Why a loop instead of a single call? Because an agent needs to:

Discover available tools (iteration 1)
Load a recipe (iteration 2)
Call the actual tool (iteration 3)
Adjust the layout (iteration 4)

Each iteration enriches the context. Automatic compression (compressOldToolResults) prevents history from filling the context window.

LLM Providers

The @webmcp-auto-ui/agent package exposes three interchangeable providers. All implement the same interface:

interface LLMProvider {
  readonly name: string;
  readonly model: string;
  chat(
    messages: ChatMessage[],
    tools: ProviderTool[],
    options?: {
      signal?: AbortSignal;
      cacheEnabled?: boolean;
      system?: string;
      maxTokens?: number;
      temperature?: number;
      onToken?: (token: string) => void;
    }
  ): Promise<LLMResponse>;
}

This uniform interface lets you swap providers without modifying agent code. The choice of provider is a runtime decision, not an architectural one.
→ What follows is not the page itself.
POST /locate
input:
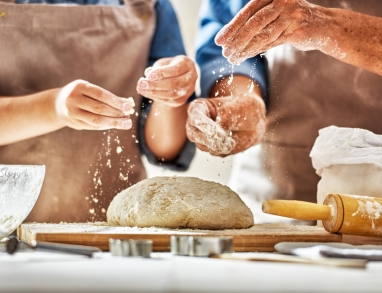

RemoteLLMProvider (Remote LLM)

Provider for any OpenAI-compatible API (e.g. Claude/Anthropic, Gemini/Google, ChatGPT/OpenAI, Le Chat/Mistral, Qwen) via an HTTP proxy. The proxy is a SvelteKit endpoint (/api/chat) that adds the API key server-side:

import { RemoteLLMProvider } from '@webmcp-auto-ui/agent';

const provider = new RemoteLLMProvider({
  proxyUrl: '/api/chat',
});

// Switch models on the fly
provider.setModel('haiku');   // Fast, cost-effective
provider.setModel('sonnet');  // Balanced
provider.setModel('opus');    // Deep reasoning

Why a proxy? To keep the API key off the browser. The proxy adds the appropriate authorization header before relaying the request to the LLM provider API.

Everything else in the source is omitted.